Clinical Trial Details
— Status: Recruiting
Administrative data
NCT number |
NCT05814575 |
Other study ID # |
HM20025280 |
Secondary ID |
|
Status |
Recruiting |
Phase |
N/A
|
First received |
|
Last updated |
|
Start date |
June 8, 2023 |
Est. completion date |
October 2024 |
Study information
Verified date |
June 2023 |
Source |
Virginia Commonwealth University |
Contact |
Andrea Publow |
Phone |
804-828-6772 |
Email |
dirospa[@]vcu.edu |
Is FDA regulated |
No |
Health authority |
|
Study type |
Interventional
|
Clinical Trial Summary
This exploratory study brings together an interprofessional team, novel tools, and
innovative, community-driven care delivery approaches to improve health equity among
mother-infant dyads impacted by substance use disorder and high risk for poor health
outcomes. This study will test a community-informed and community-based intervention using a
fetal ultrasound protocol, motivational interviewing techniques, strength-based education,
and healthcare coordination strategies to reduce health disparities faced by women and their
children.
Description:
Engaging women earlier in pregnancy through innovative, yet sustainable methods, will improve
consistency in prenatal care and substance use treatment which will translate into
substantially improved maternal and infant outcomes. The overarching premise is that
successful engagement of women in accessible care during pregnancy will lead to earlier and
more sustained prenatal care and treatment and lower risk for poor outcomes. This study is a
multi-pronged approach to offer: (1) community-informed and community-located protocols to
engage individuals into prenatal care as early as possible; (2) a novel fetal ultrasound
protocol to enhance maternal-fetal connection and stimulate motivation for self-management
and prenatal care; and, (3) navigation and care coordination, to connect individuals to
personalized services and treatment. The NEXUS intervention is based on the idea that
visualizing the fetus and seeing behavioral patterns in-utero will increase a person's sense
of attachment to the fetus and in turn increase motivation for self-care and avoidance of
risky behaviors. The NEXUS protocol includes a standardized fetal neurobehavioral assessment,
measures of fetal growth, and, importantly, a component of 'attachment promotion' as it is a
natural extension to share with the pregnant person the behavioral and social strengths of
their unborn child.
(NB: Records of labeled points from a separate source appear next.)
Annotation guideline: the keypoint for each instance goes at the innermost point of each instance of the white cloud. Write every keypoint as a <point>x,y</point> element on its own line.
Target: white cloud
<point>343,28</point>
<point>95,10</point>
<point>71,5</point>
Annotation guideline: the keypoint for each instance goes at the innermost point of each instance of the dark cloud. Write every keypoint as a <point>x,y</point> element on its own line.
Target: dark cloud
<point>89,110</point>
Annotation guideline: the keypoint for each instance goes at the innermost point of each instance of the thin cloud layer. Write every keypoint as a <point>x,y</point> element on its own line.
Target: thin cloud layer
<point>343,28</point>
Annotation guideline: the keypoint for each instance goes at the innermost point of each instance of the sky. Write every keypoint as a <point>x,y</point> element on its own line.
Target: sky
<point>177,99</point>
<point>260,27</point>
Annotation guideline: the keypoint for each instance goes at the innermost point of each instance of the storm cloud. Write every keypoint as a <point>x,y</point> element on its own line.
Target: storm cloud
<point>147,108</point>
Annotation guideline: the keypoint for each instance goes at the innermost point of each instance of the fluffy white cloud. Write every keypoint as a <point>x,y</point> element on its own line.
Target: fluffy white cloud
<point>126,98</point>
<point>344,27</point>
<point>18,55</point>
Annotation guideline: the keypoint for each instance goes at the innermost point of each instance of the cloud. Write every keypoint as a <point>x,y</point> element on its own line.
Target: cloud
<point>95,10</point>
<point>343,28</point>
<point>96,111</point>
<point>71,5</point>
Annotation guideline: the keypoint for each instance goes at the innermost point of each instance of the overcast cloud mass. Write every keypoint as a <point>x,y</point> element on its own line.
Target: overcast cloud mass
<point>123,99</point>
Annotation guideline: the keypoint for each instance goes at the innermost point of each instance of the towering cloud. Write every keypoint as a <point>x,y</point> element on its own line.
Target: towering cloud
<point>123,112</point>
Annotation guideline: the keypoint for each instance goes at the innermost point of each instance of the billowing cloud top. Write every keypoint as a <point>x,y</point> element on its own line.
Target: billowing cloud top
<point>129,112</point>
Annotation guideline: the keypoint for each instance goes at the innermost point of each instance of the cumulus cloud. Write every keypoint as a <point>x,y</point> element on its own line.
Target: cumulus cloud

As the woman observes the fetus on the monitor (a second external monitor
is set up for easy viewing by the mother), she may also feel fetal movement simultaneously in
the womb (after 23 weeks gestation), creating a visual and sensory link between the mother
and fetus. A trained nurse or ultrasonographer shares observations of fetal behavior with the
mother and others if present. The family is given pictures and videos of the infant to take
home with them. The NEXUS protocol will be repeated approximately 4 weeks after the first
session, with educational content focused on the development of the fetus, changes in
physical function, behaviors, and growth.
This is a small community-based randomized control trial in which 60 pregnant women with
substance use disorder (or treatment for substance use disorder) will be offered two prenatal
study visits, between the 2nd and 3rd trimesters, with two follow-up visits in the first 4
months after infant delivery. Participants will be recruited from communities with high
health disparities and randomly assigned to either: (1) the Comparator Group which receives a
standard non-diagnostic ultrasound with minimal interaction and no accompanying education or,
(2) NEXUS Intervention Group which receives the NEXUS fetal ultrasound protocol that includes
motivational interviewing and content specific to emotional and cognitive connection with the
fetus. The prenatal ultrasound visits and the follow-up visits will be offered within the
community in which the participant lives. All participants will receive standardized
education, care coordination, and weekly contact with care navigators.